If you've been managing Kubernetes clusters the traditional way, you're probably familiar with the chaos: kubectl commands run across terminals, someone applies changes directly to production, and suddenly nobody's sure what state the cluster is actually in. GitOps fixes that by making Git your single source of truth for everything, your infrastructure configuration and your deployments.
What GitOps actually means
At its core, GitOps is simple. You declare your desired system state in Git, and a controller continuously watches that repo and syncs your cluster to match it. This sounds obvious in theory, but it changes everything operationally.
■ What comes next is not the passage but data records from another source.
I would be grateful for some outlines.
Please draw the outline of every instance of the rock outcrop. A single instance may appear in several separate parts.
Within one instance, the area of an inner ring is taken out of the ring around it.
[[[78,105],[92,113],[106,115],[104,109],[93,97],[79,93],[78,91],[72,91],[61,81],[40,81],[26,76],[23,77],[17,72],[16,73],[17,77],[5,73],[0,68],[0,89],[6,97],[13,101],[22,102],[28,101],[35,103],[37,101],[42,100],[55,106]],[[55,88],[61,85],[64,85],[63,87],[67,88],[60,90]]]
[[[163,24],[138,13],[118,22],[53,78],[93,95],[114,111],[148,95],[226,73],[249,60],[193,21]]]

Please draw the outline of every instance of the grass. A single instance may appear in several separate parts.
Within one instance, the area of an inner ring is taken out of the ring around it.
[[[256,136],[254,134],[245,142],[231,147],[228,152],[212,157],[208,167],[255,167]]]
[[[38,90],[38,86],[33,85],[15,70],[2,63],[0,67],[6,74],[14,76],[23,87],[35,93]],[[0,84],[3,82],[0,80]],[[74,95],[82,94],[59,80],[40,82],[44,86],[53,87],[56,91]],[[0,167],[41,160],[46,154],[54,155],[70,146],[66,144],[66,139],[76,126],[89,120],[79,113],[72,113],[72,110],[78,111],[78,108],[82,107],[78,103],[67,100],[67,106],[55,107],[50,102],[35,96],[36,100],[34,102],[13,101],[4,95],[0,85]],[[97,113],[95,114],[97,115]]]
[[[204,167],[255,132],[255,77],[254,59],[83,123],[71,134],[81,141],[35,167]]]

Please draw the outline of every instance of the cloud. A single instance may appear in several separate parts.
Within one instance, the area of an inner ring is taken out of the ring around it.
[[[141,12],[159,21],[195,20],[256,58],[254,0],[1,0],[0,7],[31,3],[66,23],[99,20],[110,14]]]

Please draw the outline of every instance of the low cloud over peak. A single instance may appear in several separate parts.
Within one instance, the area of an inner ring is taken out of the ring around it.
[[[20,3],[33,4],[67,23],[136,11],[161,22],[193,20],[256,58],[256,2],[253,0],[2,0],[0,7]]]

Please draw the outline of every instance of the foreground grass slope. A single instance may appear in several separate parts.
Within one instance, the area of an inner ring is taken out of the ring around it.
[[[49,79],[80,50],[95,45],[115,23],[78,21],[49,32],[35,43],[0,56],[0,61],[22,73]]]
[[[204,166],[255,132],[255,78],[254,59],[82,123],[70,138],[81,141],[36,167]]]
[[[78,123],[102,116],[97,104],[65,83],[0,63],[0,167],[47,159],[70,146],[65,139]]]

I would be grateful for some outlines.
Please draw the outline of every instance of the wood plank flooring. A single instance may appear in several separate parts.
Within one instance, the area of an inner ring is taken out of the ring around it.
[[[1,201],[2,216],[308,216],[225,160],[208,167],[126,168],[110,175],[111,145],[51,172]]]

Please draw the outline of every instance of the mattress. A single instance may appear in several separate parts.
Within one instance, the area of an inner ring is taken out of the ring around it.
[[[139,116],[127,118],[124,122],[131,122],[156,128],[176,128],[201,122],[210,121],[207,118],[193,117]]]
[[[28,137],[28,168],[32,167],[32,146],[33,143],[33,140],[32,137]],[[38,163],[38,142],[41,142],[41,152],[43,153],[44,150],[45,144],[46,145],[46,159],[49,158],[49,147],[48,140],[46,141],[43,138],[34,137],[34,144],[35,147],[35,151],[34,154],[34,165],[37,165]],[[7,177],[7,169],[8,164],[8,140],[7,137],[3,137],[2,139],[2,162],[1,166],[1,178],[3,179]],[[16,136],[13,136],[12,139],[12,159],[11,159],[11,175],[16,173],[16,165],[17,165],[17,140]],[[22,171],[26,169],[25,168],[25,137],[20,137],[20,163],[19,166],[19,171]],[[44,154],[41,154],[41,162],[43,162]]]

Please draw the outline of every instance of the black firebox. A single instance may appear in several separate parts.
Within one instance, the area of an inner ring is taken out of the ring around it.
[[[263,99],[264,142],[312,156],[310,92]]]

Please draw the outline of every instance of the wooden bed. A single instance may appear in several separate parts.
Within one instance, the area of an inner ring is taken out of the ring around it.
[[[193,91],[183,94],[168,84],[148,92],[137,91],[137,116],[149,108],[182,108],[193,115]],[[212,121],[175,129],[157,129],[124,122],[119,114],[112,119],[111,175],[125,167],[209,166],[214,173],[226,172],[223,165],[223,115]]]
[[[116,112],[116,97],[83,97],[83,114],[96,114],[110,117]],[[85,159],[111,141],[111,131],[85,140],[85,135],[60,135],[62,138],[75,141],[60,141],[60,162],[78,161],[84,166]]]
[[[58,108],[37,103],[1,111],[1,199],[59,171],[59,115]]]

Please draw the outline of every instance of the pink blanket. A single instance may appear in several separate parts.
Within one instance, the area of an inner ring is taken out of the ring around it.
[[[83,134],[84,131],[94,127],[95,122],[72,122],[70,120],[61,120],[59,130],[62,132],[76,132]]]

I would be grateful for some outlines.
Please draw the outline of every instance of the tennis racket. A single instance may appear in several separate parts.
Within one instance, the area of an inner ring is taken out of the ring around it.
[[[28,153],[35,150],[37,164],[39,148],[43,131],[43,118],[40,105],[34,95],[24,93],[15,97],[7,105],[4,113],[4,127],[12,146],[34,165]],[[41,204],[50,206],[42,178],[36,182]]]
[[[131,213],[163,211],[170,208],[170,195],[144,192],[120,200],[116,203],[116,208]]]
You get four things automatically: everything is declaratively described, any changes come through Git, a software agent keeps the actual state in sync with what you declared, and no one runs kubectl apply in production. Your Git history becomes your complete audit log.
Flux v2 as a toolkit
Flux v2 is the open source option here, and it's solid. It handles syncing your Git repos to your clusters, manages Helm releases and Kustomize overlays, and gives you composable APIs so other tools can build on it. What's useful is that Flux handles multi-tenancy (different teams managing their own repos without stepping on each other), multi-cluster setups (one management cluster coordinating workload clusters), and image automation (automatically updating image tags when new versions hit your registry).
Argo CD for the dashboard view
Argo CD takes a different angle. You get a UI that shows you the diff between what you declared in Git and what's actually running. From there you can sync with one click or set it to sync automatically and it'll tell you if everything's healthy. You can see your deployment history, what each resource is doing, and Argo Rollouts lets you do blue/green deployments and canary releases with automatic rollback if your metrics go wrong.
The operational side
The real payoff is operational discipline. PRs replace direct changes, so someone reviews everything before it goes in. Your Git history is the audit trail. If something breaks, git revert is your rollback. But you need to do a few things right: everything goes through Git (no exceptions in production), your repo structure has to match your actual deployment topology, and secrets get encrypted separately using Sealed Secrets or ExternalSecrets. Plain text secrets in Git are a non-starter.